Ribociclib and Everolimus for Brain Tumors in Children
DeWire et al. Page 2442
Genomic alterations in cell-cycle components and the PI3K pathway are often observed in pediatric brain tumors, suggesting that combined CDK and mTOR inhibition may provide clinical benefit to these children. DeWire and colleagues performed a phase I trial to identify the maximum tolerated dose (MTD)/recommended phase II dose (RP2D) of ribociclib and everolimus in children with recurrent or refractory brain tumors. This combination was well tolerated, and an RP2D was identified for both agents. Ribociclib concentrations in plasma, tumor, and CSF samples were assessed, and ribociclib was determined to enter the tumor and CSF at therapeutic concentrations. This work serves as a basis for further trials to assess the efficacy of this combination in children with brain tumors.
PD-L1/CTLA-4 Inhibition with Radiation for Colorectal Cancer
Monjazeb et al. Page 2470
Although checkpoint inhibition has benefited patients with microsatellite instable (MSI-H) CRC, patients with microsatellite stable (MSS) CRC are resistant to this treatment regimen. Preclinical studies have demonstrated that focal radiation can stimulate antitumor immunity. Monjazeb and colleagues conducted a randomized phase II study evaluating the combination of durvalumab, a PD-L1 inhibitor, and tremelimumab, a CTLA-4 inhibitor with either hypofractionated radiation (HFRT), or low-dose fractionated radiation (LDFRT) in patients with advanced MSS CRC. This combination led to stable disease in one patient with out-of-field tumor shrinkage. HFRT treatment increased CD8+ T-cell tumor infiltration and decreased circulating immune cells.
IL-12 Expands CD8+ T Cells and Sensitizes to Anti-PD-1
Telli et al. Page 2481
Immunotherapies have enhanced cancer therapeutics, but only for a minority of patients. Ways to reliably enhance immunogenicity, T-cell infiltration into tumors, and predict responsiveness are critically needed. Telli and colleagues demonstrate that plasmid IL-12 injected intratumorally followed by electroporation (Tavo) induces a CXCR3 gene signature (CXCR3-GS) with enhanced antigen presentation, expansion, and licensing of T cells systemically in both mice and humans. A previously unresponsive patient with melanoma demonstrated significant clinical response to nivolumab following Tavo therapy. This safe, effective intratumoral therapy and induced CXCR3-GS represents a potential tool for treatment of nonimmunogenic tumors.

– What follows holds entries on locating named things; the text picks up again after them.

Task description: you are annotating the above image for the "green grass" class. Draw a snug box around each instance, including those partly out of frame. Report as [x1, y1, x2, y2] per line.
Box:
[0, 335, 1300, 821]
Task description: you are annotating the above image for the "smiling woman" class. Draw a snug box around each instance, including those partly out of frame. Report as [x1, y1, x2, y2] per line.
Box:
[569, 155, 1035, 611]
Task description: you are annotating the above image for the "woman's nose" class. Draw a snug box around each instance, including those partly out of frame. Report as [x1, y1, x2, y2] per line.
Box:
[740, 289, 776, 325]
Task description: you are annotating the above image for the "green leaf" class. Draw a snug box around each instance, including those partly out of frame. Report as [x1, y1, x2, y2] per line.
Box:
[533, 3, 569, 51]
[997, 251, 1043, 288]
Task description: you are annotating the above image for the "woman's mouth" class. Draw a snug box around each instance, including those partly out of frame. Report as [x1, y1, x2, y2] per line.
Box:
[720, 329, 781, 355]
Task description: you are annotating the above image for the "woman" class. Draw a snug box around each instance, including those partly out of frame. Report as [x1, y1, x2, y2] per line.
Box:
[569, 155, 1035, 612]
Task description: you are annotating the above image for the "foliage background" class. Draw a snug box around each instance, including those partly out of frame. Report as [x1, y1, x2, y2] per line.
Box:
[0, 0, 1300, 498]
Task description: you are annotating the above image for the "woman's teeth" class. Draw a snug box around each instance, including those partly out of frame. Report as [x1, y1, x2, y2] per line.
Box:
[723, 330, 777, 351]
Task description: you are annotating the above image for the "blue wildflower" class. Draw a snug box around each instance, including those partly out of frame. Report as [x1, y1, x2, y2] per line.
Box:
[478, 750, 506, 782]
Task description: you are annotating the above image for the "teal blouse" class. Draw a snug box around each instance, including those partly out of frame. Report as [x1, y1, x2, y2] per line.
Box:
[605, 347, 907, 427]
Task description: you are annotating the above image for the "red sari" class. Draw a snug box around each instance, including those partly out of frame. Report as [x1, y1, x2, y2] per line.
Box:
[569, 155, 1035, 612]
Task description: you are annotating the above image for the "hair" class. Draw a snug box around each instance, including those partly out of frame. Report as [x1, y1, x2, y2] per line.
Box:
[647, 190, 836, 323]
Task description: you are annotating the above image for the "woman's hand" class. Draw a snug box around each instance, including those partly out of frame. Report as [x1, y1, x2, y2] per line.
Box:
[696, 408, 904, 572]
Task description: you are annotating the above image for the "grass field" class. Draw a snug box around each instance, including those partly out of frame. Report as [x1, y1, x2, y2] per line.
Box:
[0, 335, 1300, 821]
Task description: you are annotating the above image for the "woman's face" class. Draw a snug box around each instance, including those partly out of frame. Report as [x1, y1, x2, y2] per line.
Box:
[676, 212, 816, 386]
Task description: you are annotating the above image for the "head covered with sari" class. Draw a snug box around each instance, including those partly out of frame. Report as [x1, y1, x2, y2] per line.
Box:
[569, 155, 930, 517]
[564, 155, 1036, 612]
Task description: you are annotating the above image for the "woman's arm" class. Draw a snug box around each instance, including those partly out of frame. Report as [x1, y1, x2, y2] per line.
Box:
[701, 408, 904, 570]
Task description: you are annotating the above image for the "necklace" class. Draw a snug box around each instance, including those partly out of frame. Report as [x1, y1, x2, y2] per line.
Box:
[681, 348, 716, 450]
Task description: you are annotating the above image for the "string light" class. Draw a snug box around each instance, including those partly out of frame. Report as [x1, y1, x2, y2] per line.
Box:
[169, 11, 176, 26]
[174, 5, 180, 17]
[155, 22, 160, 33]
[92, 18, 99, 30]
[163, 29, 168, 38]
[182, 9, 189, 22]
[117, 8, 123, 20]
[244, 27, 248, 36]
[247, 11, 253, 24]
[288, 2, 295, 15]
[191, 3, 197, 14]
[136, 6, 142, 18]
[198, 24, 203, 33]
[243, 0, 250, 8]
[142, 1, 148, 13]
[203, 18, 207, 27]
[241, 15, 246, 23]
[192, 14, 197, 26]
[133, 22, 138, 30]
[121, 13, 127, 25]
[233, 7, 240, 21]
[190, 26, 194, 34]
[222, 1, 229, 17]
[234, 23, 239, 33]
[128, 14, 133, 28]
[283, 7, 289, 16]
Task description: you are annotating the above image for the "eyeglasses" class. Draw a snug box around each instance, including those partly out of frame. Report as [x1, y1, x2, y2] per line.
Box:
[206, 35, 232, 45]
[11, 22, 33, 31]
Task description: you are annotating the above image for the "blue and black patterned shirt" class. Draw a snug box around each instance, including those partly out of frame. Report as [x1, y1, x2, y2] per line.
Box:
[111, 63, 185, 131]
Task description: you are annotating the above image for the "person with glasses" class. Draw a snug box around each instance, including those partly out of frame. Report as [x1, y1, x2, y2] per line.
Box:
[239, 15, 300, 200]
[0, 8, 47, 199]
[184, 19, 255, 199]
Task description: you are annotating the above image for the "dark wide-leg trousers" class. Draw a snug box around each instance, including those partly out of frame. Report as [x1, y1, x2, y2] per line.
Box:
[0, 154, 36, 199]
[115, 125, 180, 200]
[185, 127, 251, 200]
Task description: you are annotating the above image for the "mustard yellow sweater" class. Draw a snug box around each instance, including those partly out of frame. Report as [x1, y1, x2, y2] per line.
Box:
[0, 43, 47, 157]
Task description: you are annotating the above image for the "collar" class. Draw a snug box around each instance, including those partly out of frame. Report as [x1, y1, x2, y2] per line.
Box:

Cell-Type Specific Adaption to KRAS-G12C Inhibition
Solanki et al. Page 2533
KRASG12C inhibitors, including AMG-510, have demonstrated efficacy in KRASG12C mutant lung cancer. However, resistance occurs in many patients due to activation of bypass signaling pathways. Although multiple agents are being tested in combination with KRASG12C inhibitors in clinical trials, it is unclear how best to identify the appropriate combination for individual patients. Solanki and colleagues conducted a proteomics analysis of KRASG12C cell lines after short term treatment with ARS-1620 to identify molecular responses to KRASG12C inhibition. ERBB2/3 signaling led to resistance to KRASG12C inhibitors in epithelial-like lung cancer cells, while FGFR1 or AXL signaling led to resistance in mesenchymal-like cells. These results support clinical trials assessing these combinations in patients with KRASG12C mutant lung cancer, and this approach may identify similar resistance mechanisms in other cancer settings.